LOUVAIN Fort d’un réseau de 55 agences à travers le pays, Immotheker s’est forgé une solide réputation en l’espace de 15 ans en matière de conseils aux crédits hypothécaires.

Des conseils loin d’être superflus, à en juger par les résultats de l’enquête menée en collaboration avec Ivox pour jauger le niveau de connaissances des (candidats) emprunteurs souvent victimes de préjugés ou de manque d’informations.

En effet, contrairement aux idées reçues, ce n’est pas parce que les taux sur l’épargne sont au plus bas que les crédits hypothécaires sont bon marché.

De même, plus de la moitié des sondés (ayant acheté une habitation au cours des 2 dernières années) pensent qu’il est obligatoire de faire verser son salaire sur un compte dans la banque auprès de laquelle le crédit est contracté, et ce, avant de pouvoir signer le contrat.

Plus étonnant encore, près de 40 % des emprunteurs croient qu’une fois un crédit hypothécaire contracté dans une banque, ils ne peuvent plus aller trouver une autre banque pour obtenir un refinancement (en cas de baisse des taux, naturellement).

Pour combler cette lacune en informations et éviter aux emprunteurs de désagréables surprises pouvant coûter cher, Immotheker vient d’éditer une brochure intitulée SOS Crédit hypothécaire fourmillant d’infos et de cas pratiques.

Un exemple ? Opter pour le taux hypothécaire le plus bas n’est pas forcément la meilleure option. “C’est le coût total qui compte” , explique John Romain, directeur d’Immotheker.

“Le principal facteur de frais supplémentaires (outre les frais d’acte de crédit) provient de l’assurance solde restant dû (ASRD).

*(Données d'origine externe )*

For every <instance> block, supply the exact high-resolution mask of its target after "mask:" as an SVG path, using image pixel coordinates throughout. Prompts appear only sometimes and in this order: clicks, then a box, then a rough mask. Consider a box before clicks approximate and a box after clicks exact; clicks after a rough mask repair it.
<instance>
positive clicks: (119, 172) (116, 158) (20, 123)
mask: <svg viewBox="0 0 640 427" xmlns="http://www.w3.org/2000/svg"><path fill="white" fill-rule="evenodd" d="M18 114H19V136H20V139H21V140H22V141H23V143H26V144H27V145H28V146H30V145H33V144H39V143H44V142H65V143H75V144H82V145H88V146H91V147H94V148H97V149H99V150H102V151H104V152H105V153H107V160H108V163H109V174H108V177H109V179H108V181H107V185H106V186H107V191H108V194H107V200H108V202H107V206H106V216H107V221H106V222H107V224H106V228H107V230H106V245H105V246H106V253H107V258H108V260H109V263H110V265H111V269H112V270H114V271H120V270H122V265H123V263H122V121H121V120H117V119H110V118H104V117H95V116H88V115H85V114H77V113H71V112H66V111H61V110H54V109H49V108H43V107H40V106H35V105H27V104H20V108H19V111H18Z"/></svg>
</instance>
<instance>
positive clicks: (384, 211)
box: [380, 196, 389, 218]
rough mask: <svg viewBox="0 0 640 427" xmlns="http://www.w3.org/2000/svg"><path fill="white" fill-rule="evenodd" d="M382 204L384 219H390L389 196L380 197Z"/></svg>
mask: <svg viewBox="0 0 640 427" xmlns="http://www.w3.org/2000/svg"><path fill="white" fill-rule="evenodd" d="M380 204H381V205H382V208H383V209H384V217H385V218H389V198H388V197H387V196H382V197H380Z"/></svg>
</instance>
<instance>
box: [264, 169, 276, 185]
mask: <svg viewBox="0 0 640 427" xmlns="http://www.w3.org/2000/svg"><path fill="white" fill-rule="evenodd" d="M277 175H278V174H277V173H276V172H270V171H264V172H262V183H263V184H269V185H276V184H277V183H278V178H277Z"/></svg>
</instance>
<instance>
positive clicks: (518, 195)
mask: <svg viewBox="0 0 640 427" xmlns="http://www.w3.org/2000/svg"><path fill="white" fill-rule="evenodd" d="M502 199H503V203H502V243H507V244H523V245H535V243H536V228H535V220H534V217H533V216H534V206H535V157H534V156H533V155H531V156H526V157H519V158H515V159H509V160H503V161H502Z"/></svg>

Souvent, elle est une condition obligatoire pour obtenir le crédit. Certaines institutions proposent des crédits hypothécaires à taux avantageux, mais compensent en obligeant l’emprunteur à contracter une ASRD (plus chère).”

Il continue : “D’autres obligations telles que l’ouverture d’un compte et la domiciliation de salaire ou la signature d’un contrat d’assurance-habitation peuvent faire baisser le taux du crédit mais, si l’une de ces conditions n’est pas respectée sur toute la durée du crédit, le taux de base est alors appliqué et l’économie apparente se transforme alors en surcoût parfois désastreux.”